# DIY mount for Etrex 30--Spare Parts



## shorner (Jul 14, 2009)

OK, so I got my new Etrex 30 yesterday, only to find out that the provided mount did not fit. After taking a look at the Garmin-specific model (and reading the horror stories of GPS-ejection due to the poor quality of the mount) I decided to take matters into my own hands. After countless seconds of internet searching, while I did admire the DIY attempts of many (a sponge and 3 rubber bands being my favorite), none seemed suitable for the off road, rooty/rocky bump ridden life for which my Etrex had unwittingly been conscripted. After evaluating my available spare parts inventory, here's what is required (see pics):
-1 clip pedal "basket"
-hockey friction tape (blade tape--sticky on both sides)
-2 black 8" zip ties
-1 large o-ring/gasket (leftover bike light mount, but plumbing quality will also work)
-1 small (~1.5"x0.5"x0.25") foam block with adhesive on one side
-1 iced coffee (optional)

Step 1: Wrap about 5-6" of the hockey tape around the handle bar (see pic). I chose this type of tape because it remains sticky/adherent in the wet/hot/cold--important to keep the unit from spinning around the bars.

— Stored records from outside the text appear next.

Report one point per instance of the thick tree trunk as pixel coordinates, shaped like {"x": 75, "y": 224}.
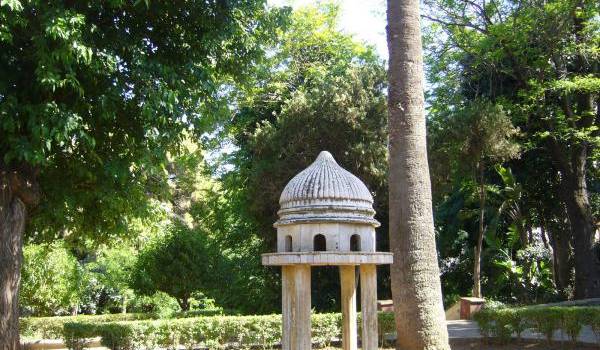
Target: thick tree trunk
{"x": 18, "y": 191}
{"x": 587, "y": 265}
{"x": 416, "y": 288}
{"x": 561, "y": 258}
{"x": 479, "y": 246}
{"x": 12, "y": 224}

Step 2: Using a Dremel, I removed the portion of the pedal clip that bolts it to the pedal. This left a few sharp edges, which were easily filed smooth.

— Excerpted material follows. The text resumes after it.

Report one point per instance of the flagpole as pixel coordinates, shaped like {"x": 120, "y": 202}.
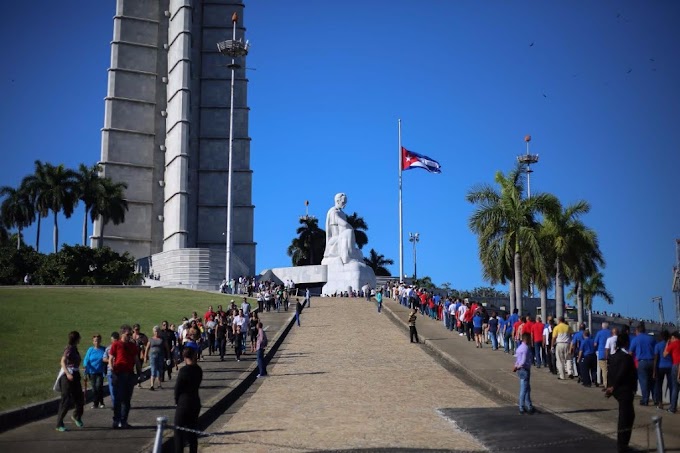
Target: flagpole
{"x": 401, "y": 217}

Step3: Using the zip ties (I used 2), attach the pedal clip to the bar. There were a few places to which you could attach the basket/clip, which affords some vertical adjustment. I put mine as far forward as possible, to keep it out of my "drip zone".

Step 4: Trip a bit out of the middle of the foam block, then fix it to the mount. This really snugs things up when the unit is installed, and provides an additional level of attachment/cushion.

Step 5: Thread the o-ring through the metal loop on the back of the unit and "knot" it in place.

Step 6: To install, simply loop the o-ring over the front of the installed clip, seat the unit on the foam block, and voila.

I have to say that this holds the unit in place remarkably well. Tested this on some curbs, log piles, creek crossings, and the unit hasn't so much as budged. For asthetics, I may remove, with the Dremel, a bit more of the north-end of the toe clip, but I want to test this on a few rides first. As this end is a bit wider than where the o-ring normally rests, it serves as a layer of protection (from ejection) should the unit ever become dislodged.

All in all, this took about 10 minutes to complete. Enjoy!

Scott


----------